De relatie en samenwerking met de gemeentelijke politiek en bestuur is helaas minder vanzelfsprekend. Het stemgedrag van de Raad en de politieke keuzes van het College hebben in het verleden nogal eens sterk invloed gehad op het slagen en voortbestaan van individuele stadmakers-initiatieven. Een goede relatie draagt dus bij aan het vertrouwen dat stadmakers hebben in politieke steun. De Raad en College zich daar niet altijd van bewust. Bovendien hebben de Rotterdamse stadmakers in het verleden de politiek nauwelijks op gezocht voor steun voor hun initiatieven. De vraag is of dit nodig is, zeker gezien de sterke en positieve ambtelijke verbinding. Inmiddels zetten de Stadlabs echter stappen om het contact met de politiek te verbeteren, vanuit de overtuiging dat zulk contact het stadmaken in Rotterdam verder kan versterken.

(6)

6

Een andere hobbel in de samenwerking tussen stadmakers, het gemeentelijke apparaat en de private partijen in de stad hangt samen met de wijze waarop er over waardeontwikkeling wordt gedacht. Hoewel er met de verschillende koplopers in gemeentelijk apparaat (gebiedsambtenaren, programma- en projectleiders) goede samenwerking bestaat, ziet men het stadmaken of een burgerinitiatief nog vaak als een eenmalige gunst, en te weinig als een lange termijn investering in ruimtelijke kwaliteit. Het gevaar dreigt dat tijdelijke projecten of tijdelijke invullingen niet onderhouden worden en in rap tempo weer verloederen en geen nieuwe initiatieven uitlokken – zodra de subsidie afloopt. Als men het stadmaken juist als volwaardige investering ziet, komt er ook meer aandacht voor nazorg, eigenaarschap en positieve besmetting.

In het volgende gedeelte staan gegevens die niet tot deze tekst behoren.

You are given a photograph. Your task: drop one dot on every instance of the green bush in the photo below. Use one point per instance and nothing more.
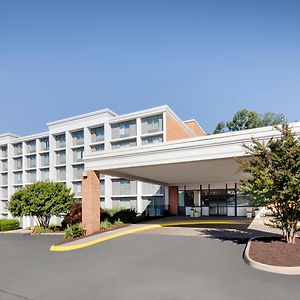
(39, 230)
(55, 227)
(9, 224)
(74, 231)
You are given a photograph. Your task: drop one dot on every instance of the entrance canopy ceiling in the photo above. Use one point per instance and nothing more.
(208, 159)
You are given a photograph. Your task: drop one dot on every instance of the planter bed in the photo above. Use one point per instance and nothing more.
(65, 241)
(275, 252)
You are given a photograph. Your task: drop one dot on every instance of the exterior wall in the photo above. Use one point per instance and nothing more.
(173, 200)
(169, 127)
(90, 202)
(176, 130)
(198, 131)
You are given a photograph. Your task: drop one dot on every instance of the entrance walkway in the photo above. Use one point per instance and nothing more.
(221, 227)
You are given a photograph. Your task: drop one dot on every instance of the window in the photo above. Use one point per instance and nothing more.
(31, 147)
(61, 173)
(31, 176)
(124, 129)
(123, 187)
(124, 203)
(18, 149)
(124, 144)
(97, 134)
(77, 187)
(61, 157)
(60, 141)
(4, 180)
(45, 175)
(78, 171)
(4, 166)
(45, 144)
(31, 161)
(45, 160)
(102, 187)
(18, 163)
(152, 140)
(78, 154)
(97, 148)
(78, 138)
(4, 192)
(152, 124)
(18, 177)
(4, 151)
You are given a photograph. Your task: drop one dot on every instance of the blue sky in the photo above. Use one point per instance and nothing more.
(205, 59)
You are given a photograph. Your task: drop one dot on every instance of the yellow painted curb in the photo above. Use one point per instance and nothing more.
(105, 238)
(62, 248)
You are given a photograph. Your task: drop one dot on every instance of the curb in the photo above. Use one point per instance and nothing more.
(267, 268)
(58, 248)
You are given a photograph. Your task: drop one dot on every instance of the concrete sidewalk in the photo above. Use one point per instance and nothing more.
(135, 228)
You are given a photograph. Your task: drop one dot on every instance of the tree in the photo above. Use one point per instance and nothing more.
(41, 200)
(274, 179)
(245, 119)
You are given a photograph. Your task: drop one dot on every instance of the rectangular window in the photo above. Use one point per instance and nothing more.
(4, 192)
(97, 148)
(61, 173)
(60, 141)
(4, 166)
(78, 154)
(4, 151)
(45, 175)
(123, 130)
(31, 161)
(78, 138)
(18, 177)
(124, 144)
(31, 176)
(97, 134)
(78, 171)
(45, 160)
(152, 140)
(77, 187)
(31, 146)
(4, 179)
(61, 157)
(45, 144)
(152, 124)
(18, 149)
(18, 163)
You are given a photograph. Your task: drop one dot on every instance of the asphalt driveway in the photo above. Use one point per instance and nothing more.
(137, 266)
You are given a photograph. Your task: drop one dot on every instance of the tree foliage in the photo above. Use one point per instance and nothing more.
(274, 179)
(41, 200)
(245, 119)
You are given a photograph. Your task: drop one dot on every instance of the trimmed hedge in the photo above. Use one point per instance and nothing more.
(9, 224)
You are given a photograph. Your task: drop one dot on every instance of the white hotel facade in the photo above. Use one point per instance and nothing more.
(148, 160)
(58, 155)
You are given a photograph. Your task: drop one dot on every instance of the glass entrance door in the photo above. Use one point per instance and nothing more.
(217, 207)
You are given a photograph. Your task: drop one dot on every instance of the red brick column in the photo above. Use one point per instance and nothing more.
(173, 200)
(91, 202)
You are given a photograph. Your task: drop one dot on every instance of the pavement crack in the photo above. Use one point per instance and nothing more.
(15, 295)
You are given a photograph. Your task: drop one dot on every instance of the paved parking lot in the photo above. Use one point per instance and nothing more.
(138, 266)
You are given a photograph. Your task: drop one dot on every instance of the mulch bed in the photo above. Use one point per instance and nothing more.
(275, 252)
(65, 241)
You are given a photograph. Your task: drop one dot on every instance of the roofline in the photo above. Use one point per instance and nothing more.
(150, 111)
(82, 116)
(194, 120)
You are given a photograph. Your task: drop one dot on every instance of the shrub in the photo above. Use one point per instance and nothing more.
(9, 224)
(55, 227)
(74, 231)
(105, 224)
(39, 230)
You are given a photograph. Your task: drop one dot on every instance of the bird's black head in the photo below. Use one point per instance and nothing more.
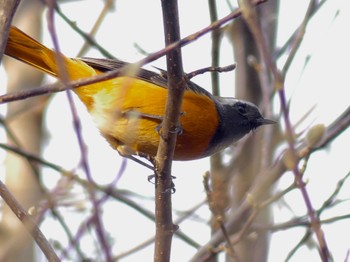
(237, 118)
(246, 115)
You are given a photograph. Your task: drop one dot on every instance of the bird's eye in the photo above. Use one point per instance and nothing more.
(241, 108)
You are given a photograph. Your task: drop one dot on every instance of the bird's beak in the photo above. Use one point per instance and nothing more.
(265, 121)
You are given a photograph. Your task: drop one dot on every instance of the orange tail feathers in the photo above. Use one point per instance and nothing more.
(24, 48)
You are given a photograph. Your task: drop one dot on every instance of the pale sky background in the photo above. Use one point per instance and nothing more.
(324, 82)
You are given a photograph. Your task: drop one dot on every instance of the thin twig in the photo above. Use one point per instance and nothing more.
(249, 14)
(29, 224)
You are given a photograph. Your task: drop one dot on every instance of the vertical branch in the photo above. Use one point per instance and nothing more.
(168, 134)
(249, 14)
(82, 146)
(8, 9)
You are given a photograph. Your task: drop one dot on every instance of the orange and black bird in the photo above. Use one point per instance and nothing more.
(129, 109)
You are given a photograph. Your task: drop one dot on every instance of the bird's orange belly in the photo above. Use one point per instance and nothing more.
(129, 112)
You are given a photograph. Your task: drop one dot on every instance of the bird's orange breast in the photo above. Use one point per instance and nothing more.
(128, 111)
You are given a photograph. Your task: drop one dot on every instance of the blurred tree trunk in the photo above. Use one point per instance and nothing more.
(24, 119)
(253, 156)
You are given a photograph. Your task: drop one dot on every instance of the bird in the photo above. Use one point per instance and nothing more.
(129, 109)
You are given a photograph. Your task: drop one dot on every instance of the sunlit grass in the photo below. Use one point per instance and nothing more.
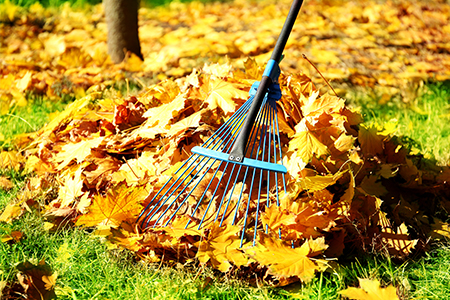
(88, 269)
(26, 119)
(423, 121)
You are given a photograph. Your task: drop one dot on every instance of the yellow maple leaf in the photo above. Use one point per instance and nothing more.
(283, 260)
(319, 182)
(119, 204)
(440, 229)
(275, 217)
(183, 125)
(162, 115)
(71, 188)
(306, 144)
(371, 142)
(221, 247)
(370, 290)
(316, 105)
(220, 93)
(11, 212)
(11, 160)
(76, 151)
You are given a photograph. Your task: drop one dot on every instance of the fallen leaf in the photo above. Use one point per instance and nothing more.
(370, 290)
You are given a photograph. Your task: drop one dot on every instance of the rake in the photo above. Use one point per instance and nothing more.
(238, 171)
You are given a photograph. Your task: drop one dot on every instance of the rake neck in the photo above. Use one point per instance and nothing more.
(270, 76)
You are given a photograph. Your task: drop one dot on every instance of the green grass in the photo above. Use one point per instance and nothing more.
(26, 119)
(423, 121)
(88, 269)
(84, 3)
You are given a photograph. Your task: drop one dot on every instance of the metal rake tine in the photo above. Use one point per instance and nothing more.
(162, 188)
(183, 189)
(158, 204)
(253, 132)
(263, 133)
(241, 111)
(233, 120)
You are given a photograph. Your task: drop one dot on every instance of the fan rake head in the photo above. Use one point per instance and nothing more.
(211, 186)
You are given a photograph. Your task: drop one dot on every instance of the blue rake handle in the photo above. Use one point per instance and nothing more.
(270, 76)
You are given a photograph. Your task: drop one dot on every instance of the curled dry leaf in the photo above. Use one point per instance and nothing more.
(370, 290)
(347, 186)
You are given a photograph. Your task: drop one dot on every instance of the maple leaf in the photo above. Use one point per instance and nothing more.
(275, 217)
(319, 182)
(439, 229)
(371, 142)
(11, 212)
(306, 144)
(283, 260)
(76, 151)
(11, 160)
(119, 204)
(370, 290)
(38, 281)
(5, 183)
(220, 93)
(163, 114)
(316, 105)
(71, 189)
(220, 247)
(14, 236)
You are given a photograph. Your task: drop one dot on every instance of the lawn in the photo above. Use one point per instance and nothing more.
(82, 263)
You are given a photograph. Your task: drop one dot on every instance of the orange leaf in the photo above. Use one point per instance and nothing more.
(120, 204)
(76, 151)
(11, 212)
(306, 144)
(275, 217)
(283, 260)
(370, 290)
(38, 281)
(220, 93)
(220, 247)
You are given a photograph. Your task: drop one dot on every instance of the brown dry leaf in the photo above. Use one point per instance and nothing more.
(275, 217)
(14, 236)
(11, 160)
(314, 182)
(38, 281)
(370, 290)
(76, 151)
(5, 183)
(283, 260)
(11, 212)
(306, 144)
(371, 141)
(440, 229)
(219, 93)
(221, 247)
(119, 204)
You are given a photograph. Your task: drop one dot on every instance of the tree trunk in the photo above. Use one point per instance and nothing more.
(122, 26)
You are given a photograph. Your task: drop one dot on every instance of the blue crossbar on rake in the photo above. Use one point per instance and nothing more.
(238, 171)
(260, 173)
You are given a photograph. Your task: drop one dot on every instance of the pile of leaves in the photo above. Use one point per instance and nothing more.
(349, 187)
(384, 45)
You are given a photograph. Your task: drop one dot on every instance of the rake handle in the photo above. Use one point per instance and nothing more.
(237, 153)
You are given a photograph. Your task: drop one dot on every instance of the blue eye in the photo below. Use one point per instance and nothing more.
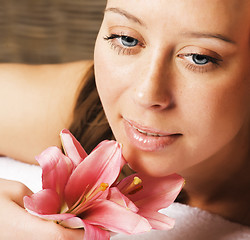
(200, 59)
(128, 41)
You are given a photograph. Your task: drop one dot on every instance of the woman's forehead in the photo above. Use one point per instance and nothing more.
(221, 16)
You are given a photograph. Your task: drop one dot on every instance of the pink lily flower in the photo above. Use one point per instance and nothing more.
(149, 196)
(76, 190)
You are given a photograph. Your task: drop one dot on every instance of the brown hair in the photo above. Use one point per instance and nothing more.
(89, 124)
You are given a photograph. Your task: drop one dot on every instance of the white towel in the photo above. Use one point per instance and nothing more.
(191, 223)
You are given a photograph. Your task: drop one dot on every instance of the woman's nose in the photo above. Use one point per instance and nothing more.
(153, 88)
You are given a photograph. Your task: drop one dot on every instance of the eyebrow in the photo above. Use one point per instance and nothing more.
(189, 34)
(125, 14)
(208, 35)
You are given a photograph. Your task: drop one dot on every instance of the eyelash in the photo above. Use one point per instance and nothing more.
(211, 63)
(119, 47)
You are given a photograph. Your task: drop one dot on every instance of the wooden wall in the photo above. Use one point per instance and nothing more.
(48, 31)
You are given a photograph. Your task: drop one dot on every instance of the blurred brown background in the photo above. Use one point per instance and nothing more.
(48, 31)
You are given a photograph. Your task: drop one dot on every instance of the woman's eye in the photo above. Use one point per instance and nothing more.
(124, 44)
(199, 62)
(128, 41)
(200, 59)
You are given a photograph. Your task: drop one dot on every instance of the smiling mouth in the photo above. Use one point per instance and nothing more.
(147, 138)
(148, 133)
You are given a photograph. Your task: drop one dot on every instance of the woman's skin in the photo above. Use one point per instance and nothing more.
(37, 102)
(183, 73)
(199, 104)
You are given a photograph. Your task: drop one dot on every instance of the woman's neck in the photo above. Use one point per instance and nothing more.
(221, 184)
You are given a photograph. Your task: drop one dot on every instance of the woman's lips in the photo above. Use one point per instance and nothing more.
(148, 139)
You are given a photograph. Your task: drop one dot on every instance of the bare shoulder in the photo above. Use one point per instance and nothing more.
(36, 102)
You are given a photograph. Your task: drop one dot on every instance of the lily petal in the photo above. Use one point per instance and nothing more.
(91, 232)
(157, 193)
(53, 217)
(72, 147)
(116, 218)
(157, 220)
(116, 196)
(56, 169)
(44, 202)
(101, 166)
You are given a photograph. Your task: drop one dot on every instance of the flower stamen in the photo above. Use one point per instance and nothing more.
(135, 186)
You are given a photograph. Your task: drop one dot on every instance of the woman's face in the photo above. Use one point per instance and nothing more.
(173, 77)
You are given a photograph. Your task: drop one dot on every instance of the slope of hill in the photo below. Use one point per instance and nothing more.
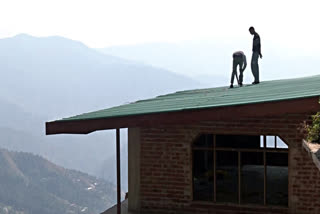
(57, 77)
(48, 78)
(32, 185)
(210, 62)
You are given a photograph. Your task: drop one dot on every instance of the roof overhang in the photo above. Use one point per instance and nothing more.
(274, 108)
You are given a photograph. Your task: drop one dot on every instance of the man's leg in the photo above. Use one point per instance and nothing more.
(241, 73)
(234, 71)
(255, 67)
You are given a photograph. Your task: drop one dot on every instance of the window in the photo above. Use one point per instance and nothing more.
(240, 169)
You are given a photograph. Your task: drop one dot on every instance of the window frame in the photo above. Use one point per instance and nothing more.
(265, 149)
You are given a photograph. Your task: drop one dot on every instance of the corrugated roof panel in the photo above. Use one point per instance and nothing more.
(267, 91)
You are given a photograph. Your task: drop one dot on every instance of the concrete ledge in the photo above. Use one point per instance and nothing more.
(314, 151)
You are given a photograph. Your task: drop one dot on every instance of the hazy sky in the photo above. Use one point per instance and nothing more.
(101, 23)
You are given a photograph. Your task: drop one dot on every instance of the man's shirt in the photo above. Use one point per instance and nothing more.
(256, 47)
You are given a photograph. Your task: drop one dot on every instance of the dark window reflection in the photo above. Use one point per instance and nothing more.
(203, 175)
(277, 179)
(238, 141)
(252, 178)
(204, 141)
(227, 176)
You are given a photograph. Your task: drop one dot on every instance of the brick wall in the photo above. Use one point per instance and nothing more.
(166, 166)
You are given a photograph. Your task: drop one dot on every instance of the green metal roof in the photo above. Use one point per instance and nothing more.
(267, 91)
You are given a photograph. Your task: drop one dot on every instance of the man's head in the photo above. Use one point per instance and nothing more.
(251, 30)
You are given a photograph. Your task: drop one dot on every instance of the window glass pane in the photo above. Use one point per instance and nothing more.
(281, 144)
(204, 141)
(227, 176)
(203, 175)
(252, 178)
(270, 142)
(238, 141)
(277, 179)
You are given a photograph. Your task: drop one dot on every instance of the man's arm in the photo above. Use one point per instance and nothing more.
(257, 42)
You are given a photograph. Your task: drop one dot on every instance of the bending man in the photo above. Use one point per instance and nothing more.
(238, 59)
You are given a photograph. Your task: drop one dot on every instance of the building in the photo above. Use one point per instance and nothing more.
(216, 150)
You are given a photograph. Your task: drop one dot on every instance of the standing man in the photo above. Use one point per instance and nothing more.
(238, 59)
(256, 52)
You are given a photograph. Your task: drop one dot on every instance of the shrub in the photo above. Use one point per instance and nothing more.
(314, 129)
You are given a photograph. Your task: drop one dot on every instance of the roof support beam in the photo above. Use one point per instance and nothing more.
(305, 105)
(118, 172)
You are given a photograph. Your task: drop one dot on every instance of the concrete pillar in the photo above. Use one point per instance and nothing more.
(134, 169)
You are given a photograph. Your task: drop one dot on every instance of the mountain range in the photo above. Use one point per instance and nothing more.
(47, 78)
(32, 185)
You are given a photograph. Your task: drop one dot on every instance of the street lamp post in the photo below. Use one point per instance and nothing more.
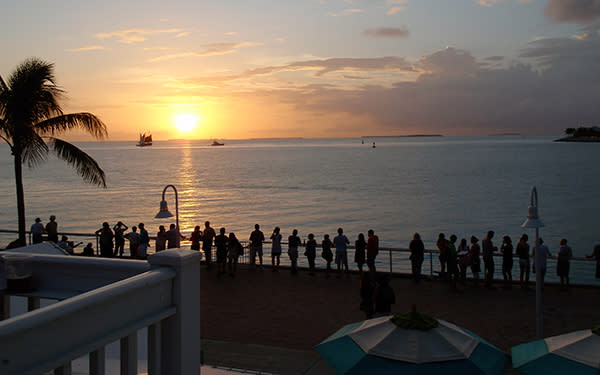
(533, 221)
(164, 209)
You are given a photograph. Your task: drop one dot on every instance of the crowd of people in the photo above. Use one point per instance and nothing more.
(455, 259)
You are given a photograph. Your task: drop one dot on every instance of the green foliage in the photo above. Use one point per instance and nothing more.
(414, 320)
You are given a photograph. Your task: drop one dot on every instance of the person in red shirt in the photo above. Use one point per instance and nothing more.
(372, 250)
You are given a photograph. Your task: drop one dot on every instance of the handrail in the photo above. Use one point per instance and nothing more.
(155, 294)
(63, 331)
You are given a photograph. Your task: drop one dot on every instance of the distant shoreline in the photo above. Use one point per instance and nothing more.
(582, 139)
(402, 136)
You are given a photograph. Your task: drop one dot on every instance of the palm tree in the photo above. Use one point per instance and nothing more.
(30, 120)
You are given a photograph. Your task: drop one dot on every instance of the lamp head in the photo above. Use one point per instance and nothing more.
(164, 211)
(532, 220)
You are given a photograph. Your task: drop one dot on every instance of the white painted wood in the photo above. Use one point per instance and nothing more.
(154, 348)
(98, 362)
(181, 332)
(129, 354)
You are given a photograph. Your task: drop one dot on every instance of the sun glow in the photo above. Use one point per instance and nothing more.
(186, 122)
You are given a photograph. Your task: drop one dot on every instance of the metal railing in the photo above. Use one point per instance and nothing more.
(396, 260)
(101, 301)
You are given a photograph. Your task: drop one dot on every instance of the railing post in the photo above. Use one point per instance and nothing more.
(431, 264)
(180, 333)
(4, 306)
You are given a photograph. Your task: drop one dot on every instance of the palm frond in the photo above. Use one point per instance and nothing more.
(35, 151)
(65, 122)
(32, 93)
(3, 86)
(84, 164)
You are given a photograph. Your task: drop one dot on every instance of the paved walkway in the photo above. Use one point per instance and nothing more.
(271, 321)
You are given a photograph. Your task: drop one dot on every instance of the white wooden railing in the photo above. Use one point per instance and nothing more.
(102, 301)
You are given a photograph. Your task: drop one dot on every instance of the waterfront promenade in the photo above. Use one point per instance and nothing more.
(271, 321)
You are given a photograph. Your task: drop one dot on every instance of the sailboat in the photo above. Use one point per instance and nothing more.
(145, 140)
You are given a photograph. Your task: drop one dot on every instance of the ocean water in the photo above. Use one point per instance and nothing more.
(460, 185)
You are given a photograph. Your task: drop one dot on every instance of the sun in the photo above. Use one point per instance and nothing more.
(186, 122)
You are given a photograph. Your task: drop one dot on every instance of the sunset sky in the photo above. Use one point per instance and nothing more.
(316, 68)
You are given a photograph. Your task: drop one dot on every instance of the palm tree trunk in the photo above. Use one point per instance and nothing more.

Dan komt het stadmaken ook in lijn met maatschappelijke opgave in de stad, meerwaarde en ruimtelijke kwaliteit – een van de doelstellingen van de Stadlabs. Daarnaast verloopt de ambtelijke afrekening nog altijd via projectgebonden prestatienormen en minder via de maatschappelijke meerwaarde die door bepaalde (ambtelijke) inspanningen wordt gegenereerd. Zolang dat niet verandert zal het reguliere professionele werk de bovenhand houden ten opzichte van het stadmaken, waarvan de waarde moeilijker in prestatienormen of monetaire termen is uit te drukken.

Hier verandering in aanbrengen vraagt een andere manier van denken over investeringen, afrekenen, waardeontwikkeling en waarde meten, en een culturele transitie over langere termijn. Dit is niet alleen een opgave voor de gemeente. Ook stadmakers hebben een belangrijke rol in deze transitie. Meer inzicht in de waardeontwikkeling die zij zelf genereren versterkt bovendien hun de onderhandelingspositie naar de gemeente als ontwikkelaars. Slimmer nadenken over verdienmodellen helpt de stadmakers om hun vrijwillige inspanningen om te zetten in een financieel levensvatbare praktijk. Binnen en buiten Rotterdam zijn daar legio aan goede voorbeelden en (praktische en wetenschappelijke) kennis over te vinden.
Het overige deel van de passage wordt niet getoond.